In der Querschnittsmeinung der Experten wird dem Wellnessurlaub die stärkste Veränderung zugesprochen. Wellness in allen seinen Variationen ist einer der wichtigsten Reisemärkte der Zukunft[8]. Denn der präventive Gesundheitsurlaub entwickelt sich zu einem bedeutenden Wachstumszweig der touristischen Nachfrage[9]. Jeder fünfte Bundesbürger (d. h. ca. 12 Mio. Menschen) will gezielt und systematisch in den Wellnessoasen unabhängig von der mediterranen Sonne etwas für das eigene Wohlbefinden tun, wobei der Gesundheitsurlaub in den meisten Fällen nicht der Kernurlaub der Deutschen, sondern ihr Zweit- oder Dritt- bzw. Kurzurlaub ist. Dieser Trend erfasst breite Bevölkerungsschichten, sowohl ältere Menschen, die sich möglichst lange jung fühlen möchten, als auch jüngere, bei denen sich das Umwelt-, Körper- und Ernährungsbewusstsein vermehrt durchsetzt. Unter der Voraussetzung, dass die Wohlfühl-Atmosphäre garantiert ist, kann diese Urlaubsform der Zukunft überall erfolgreich angeboten werden.

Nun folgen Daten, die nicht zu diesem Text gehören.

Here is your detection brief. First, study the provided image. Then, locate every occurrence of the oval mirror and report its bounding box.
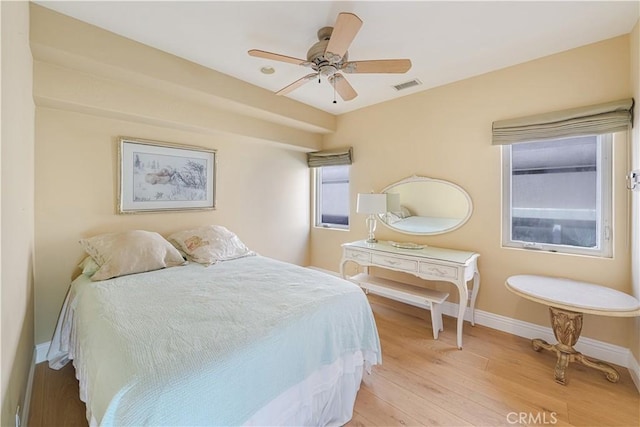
[378,176,473,235]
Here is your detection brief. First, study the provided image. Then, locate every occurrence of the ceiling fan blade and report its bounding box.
[325,12,362,62]
[276,73,318,95]
[342,59,411,74]
[248,49,307,65]
[329,74,358,101]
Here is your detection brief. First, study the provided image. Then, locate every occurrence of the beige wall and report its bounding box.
[311,36,632,347]
[31,5,632,358]
[31,5,322,343]
[630,19,640,363]
[0,1,34,426]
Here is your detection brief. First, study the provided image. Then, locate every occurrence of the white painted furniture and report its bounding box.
[349,273,449,340]
[340,240,480,349]
[505,275,640,385]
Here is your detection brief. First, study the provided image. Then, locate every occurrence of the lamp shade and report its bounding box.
[387,193,400,212]
[356,193,387,214]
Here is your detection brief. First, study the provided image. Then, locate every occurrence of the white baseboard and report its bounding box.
[628,352,640,391]
[35,341,51,365]
[20,349,36,426]
[308,266,640,392]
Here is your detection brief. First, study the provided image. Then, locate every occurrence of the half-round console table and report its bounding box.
[506,275,640,385]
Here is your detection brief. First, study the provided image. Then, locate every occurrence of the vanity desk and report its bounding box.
[340,240,480,349]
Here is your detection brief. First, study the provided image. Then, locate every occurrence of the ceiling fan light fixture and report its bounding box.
[248,12,411,101]
[260,67,276,74]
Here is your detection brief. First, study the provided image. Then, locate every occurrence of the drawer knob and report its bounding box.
[429,267,447,276]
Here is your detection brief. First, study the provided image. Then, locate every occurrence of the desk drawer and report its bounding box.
[344,249,371,263]
[420,262,458,280]
[371,254,418,272]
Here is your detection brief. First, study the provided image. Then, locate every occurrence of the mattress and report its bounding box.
[48,256,381,425]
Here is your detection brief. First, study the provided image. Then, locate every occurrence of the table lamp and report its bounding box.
[356,193,387,243]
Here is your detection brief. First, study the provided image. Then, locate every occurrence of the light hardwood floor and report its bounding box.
[28,296,640,427]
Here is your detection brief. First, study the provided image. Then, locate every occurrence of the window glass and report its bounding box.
[315,165,349,228]
[503,135,611,256]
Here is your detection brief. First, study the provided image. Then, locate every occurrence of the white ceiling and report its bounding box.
[36,0,640,114]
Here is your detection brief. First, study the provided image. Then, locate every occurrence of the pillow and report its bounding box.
[169,225,255,265]
[80,230,185,280]
[78,256,100,277]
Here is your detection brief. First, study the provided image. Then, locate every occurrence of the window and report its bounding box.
[502,134,612,257]
[314,165,349,229]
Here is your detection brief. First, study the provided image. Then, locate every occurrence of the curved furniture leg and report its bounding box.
[531,307,620,385]
[456,283,469,350]
[575,353,620,383]
[469,270,480,326]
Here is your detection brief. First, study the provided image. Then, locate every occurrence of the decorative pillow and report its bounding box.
[78,256,100,277]
[169,225,255,265]
[80,230,185,280]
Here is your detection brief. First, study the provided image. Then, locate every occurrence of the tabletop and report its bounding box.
[506,275,640,317]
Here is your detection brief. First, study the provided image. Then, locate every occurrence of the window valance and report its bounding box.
[307,147,353,168]
[492,98,634,145]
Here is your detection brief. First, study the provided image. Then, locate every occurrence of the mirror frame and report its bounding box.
[377,175,473,236]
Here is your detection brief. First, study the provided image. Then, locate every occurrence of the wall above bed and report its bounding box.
[31,4,320,344]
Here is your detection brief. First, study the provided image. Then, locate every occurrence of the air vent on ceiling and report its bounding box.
[393,79,422,90]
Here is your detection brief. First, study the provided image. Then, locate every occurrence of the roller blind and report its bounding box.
[492,98,634,145]
[307,147,353,168]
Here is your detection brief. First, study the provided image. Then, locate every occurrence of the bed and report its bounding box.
[47,229,381,426]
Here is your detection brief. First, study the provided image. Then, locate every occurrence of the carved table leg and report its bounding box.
[531,307,620,385]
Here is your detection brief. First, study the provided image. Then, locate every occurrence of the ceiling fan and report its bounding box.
[248,12,411,103]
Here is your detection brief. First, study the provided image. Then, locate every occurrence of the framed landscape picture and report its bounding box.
[118,137,216,213]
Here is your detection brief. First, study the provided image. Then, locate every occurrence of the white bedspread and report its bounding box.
[48,256,381,425]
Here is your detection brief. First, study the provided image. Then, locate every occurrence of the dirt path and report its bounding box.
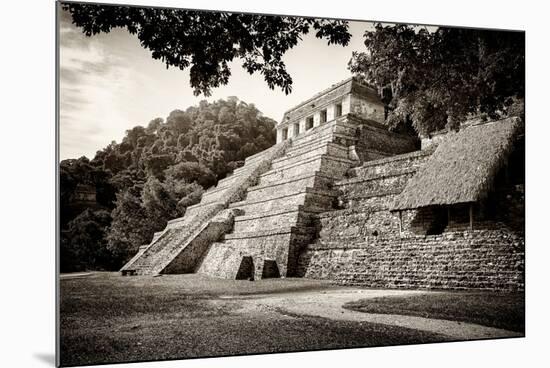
[227,288,523,340]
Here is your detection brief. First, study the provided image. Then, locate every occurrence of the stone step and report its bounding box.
[315,211,400,241]
[244,144,280,165]
[260,155,354,184]
[348,150,433,178]
[246,172,333,201]
[229,188,337,215]
[271,142,354,169]
[333,170,416,202]
[224,226,315,242]
[292,120,358,147]
[283,139,348,157]
[233,208,315,233]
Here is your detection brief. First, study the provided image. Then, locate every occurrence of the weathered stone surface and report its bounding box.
[121,81,524,290]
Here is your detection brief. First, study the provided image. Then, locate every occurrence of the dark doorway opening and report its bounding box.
[235,256,254,280]
[262,260,281,279]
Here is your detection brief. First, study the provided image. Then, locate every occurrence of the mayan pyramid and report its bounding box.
[121,78,523,289]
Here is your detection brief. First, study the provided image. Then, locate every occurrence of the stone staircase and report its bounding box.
[198,121,356,279]
[120,142,289,275]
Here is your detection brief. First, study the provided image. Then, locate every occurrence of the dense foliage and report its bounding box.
[60,97,275,271]
[63,3,351,96]
[350,24,525,134]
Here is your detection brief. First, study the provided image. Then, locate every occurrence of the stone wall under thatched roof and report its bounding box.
[391,118,522,211]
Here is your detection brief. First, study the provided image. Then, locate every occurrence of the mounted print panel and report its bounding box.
[57,2,525,366]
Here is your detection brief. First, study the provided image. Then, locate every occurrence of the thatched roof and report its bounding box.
[391,118,521,211]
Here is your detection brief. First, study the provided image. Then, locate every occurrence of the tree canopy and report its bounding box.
[349,23,525,134]
[60,97,275,270]
[62,3,351,96]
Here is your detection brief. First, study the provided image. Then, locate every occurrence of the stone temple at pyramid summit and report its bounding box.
[121,78,525,290]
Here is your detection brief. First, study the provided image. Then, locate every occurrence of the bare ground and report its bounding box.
[60,273,528,366]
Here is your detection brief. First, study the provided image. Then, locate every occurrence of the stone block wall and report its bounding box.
[298,228,524,290]
[297,150,524,290]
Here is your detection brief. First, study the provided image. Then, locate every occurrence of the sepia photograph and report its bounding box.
[55,1,532,367]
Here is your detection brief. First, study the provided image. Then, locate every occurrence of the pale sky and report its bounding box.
[59,12,380,159]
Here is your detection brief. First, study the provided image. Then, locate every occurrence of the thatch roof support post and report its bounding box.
[470,203,474,231]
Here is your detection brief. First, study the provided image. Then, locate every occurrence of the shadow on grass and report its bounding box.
[344,292,525,332]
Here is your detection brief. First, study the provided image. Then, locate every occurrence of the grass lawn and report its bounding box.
[344,292,525,332]
[60,273,446,366]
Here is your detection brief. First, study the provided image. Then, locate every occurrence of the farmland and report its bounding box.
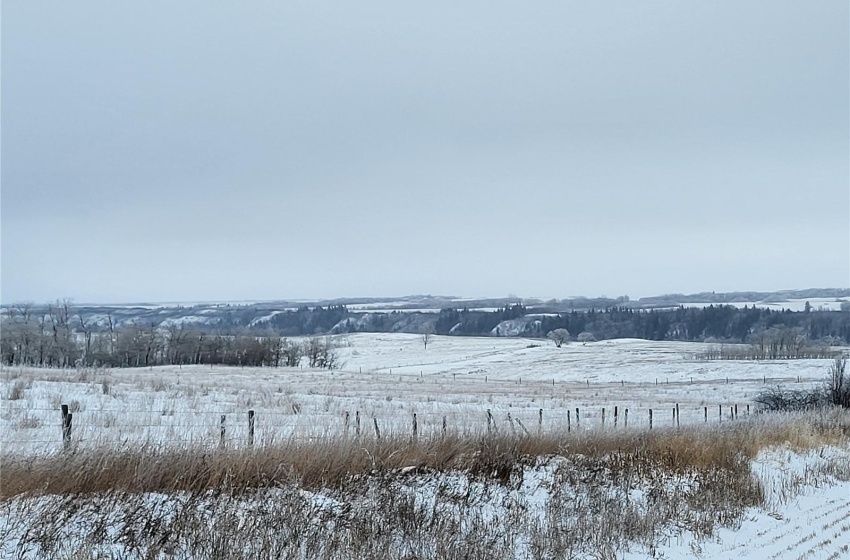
[0,334,850,558]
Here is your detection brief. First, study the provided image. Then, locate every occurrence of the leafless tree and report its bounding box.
[304,336,339,369]
[546,329,570,348]
[420,325,434,350]
[280,338,304,367]
[826,356,850,408]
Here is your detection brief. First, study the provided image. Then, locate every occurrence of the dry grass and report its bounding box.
[0,411,850,560]
[0,410,850,499]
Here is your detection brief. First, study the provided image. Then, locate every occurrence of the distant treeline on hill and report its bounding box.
[0,301,850,366]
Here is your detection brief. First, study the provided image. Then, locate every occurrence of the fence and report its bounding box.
[0,398,751,454]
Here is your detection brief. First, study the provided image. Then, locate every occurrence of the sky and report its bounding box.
[0,0,850,303]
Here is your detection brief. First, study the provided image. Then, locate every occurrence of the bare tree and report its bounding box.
[304,336,339,369]
[546,329,570,348]
[577,331,596,344]
[826,356,850,408]
[280,338,304,367]
[420,325,434,350]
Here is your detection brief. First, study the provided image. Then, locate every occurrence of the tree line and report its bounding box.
[0,300,850,368]
[0,300,338,369]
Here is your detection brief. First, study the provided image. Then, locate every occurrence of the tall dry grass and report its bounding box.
[0,409,850,499]
[0,411,850,560]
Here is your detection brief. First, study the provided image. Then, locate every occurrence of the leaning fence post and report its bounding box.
[413,412,419,441]
[218,414,227,447]
[248,410,254,445]
[515,418,531,436]
[62,404,74,451]
[354,410,360,439]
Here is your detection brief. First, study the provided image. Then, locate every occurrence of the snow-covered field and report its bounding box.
[0,334,840,453]
[0,334,850,559]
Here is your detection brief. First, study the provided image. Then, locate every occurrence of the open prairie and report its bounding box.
[0,334,830,454]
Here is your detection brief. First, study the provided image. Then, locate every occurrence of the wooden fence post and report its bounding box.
[218,414,227,447]
[354,410,360,439]
[537,408,544,436]
[248,410,254,446]
[413,412,419,441]
[62,404,74,451]
[516,418,531,436]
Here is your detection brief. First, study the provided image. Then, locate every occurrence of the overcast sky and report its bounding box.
[0,0,850,303]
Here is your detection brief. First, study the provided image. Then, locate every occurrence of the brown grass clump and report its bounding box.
[0,412,850,560]
[0,411,850,499]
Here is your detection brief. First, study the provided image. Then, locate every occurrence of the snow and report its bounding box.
[0,334,830,454]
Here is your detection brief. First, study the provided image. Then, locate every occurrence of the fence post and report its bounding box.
[248,410,254,446]
[516,418,531,436]
[413,412,419,441]
[218,414,227,447]
[62,404,74,451]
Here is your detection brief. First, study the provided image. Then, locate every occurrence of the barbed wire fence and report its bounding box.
[0,403,756,454]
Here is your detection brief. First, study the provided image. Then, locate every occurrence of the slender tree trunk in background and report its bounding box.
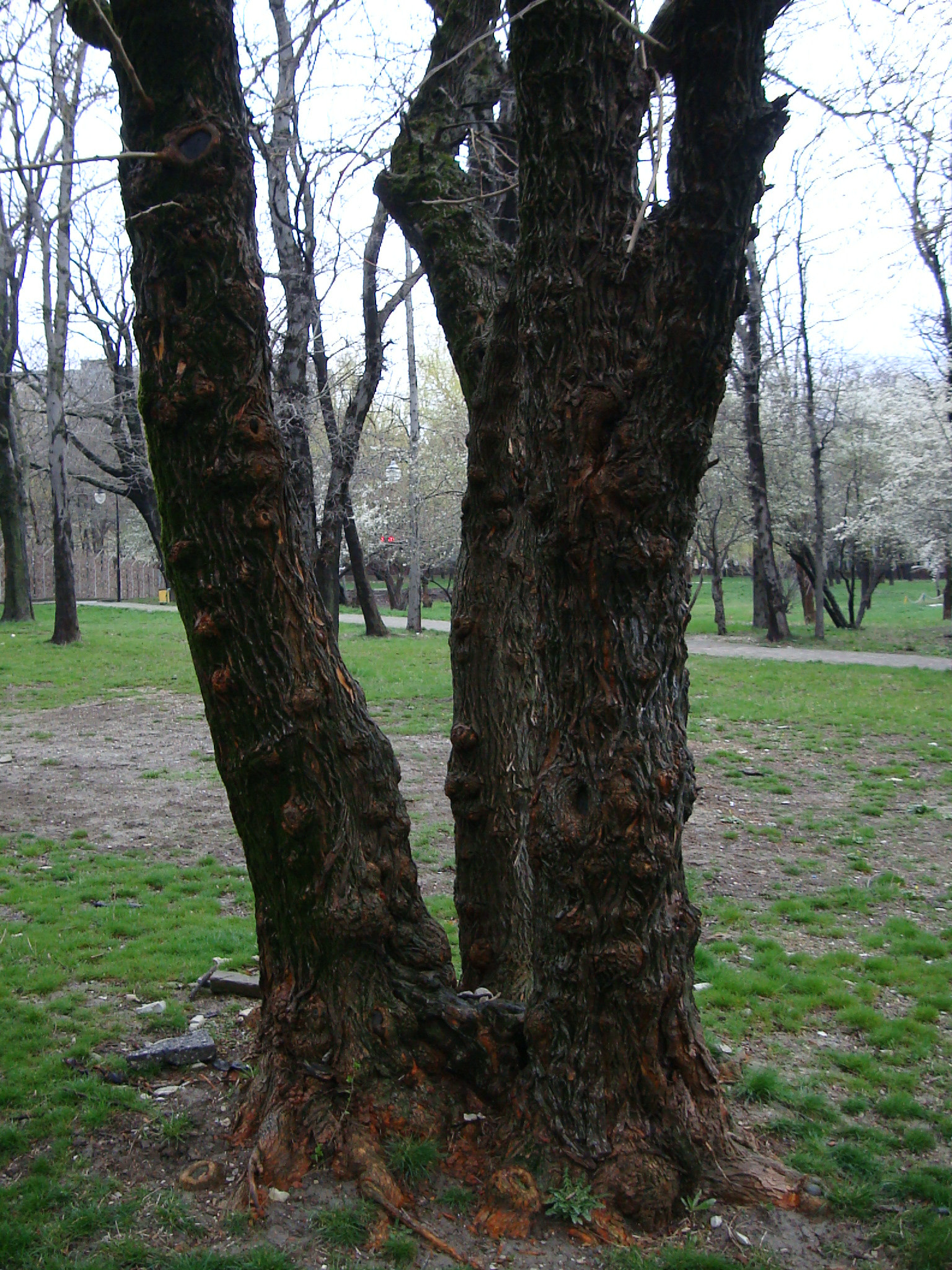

Neben dem Wellnessurlaub gibt es weitere Trends bei bestimmten Urlaubsformen, wie z. B. das Segment Abenteuerreisen, in dem die zweitgrößten Wachstumsraten erwartet werden. „Abenteuer“ bedeutet für die einen „Natur pur“, für die anderen Freizeit-, Erlebnis- oder Themenparks. Gerade attraktive Themenparks machen mit ihrer „Erlebnisgarantie“ dem traditionellen Fremdenverkehr im 21. Jahrhundert ernsthafte Konkurrenz. Diese Themenparks werden zu Kurzurlaubsresorts, in denen Erleben und Vergnügen, Entspannen und Relaxen gleichermaßen möglich sind. Hiermit setzen sie neue Maßstäbe, denn der Kurzurlaub mit Erlebnis- und Infotainment-Charakter wird sich in der gesamten westlichen Welt zu einer neuen Form des Spezialtourismus mit wachsender Bedeutung entwickeln[10]. Bei den Erlebniswelten handelt es sich um komplexe, multifunktionale Einrichtungen an der Schnittstelle von Freizeit, Unterhaltung, Kultur, Konsum, Sport und Tourismus. Sie bieten dem Konsumenten den Vorteil, aus einem vielfältigen und standardisiertem Angebotsspektrum auszuwählen und sich damit eine individuelle Mischung zusammenzustellen[11].

Attraktiv und erfolgreich sind diese Einrichtungen vor allem weil sie...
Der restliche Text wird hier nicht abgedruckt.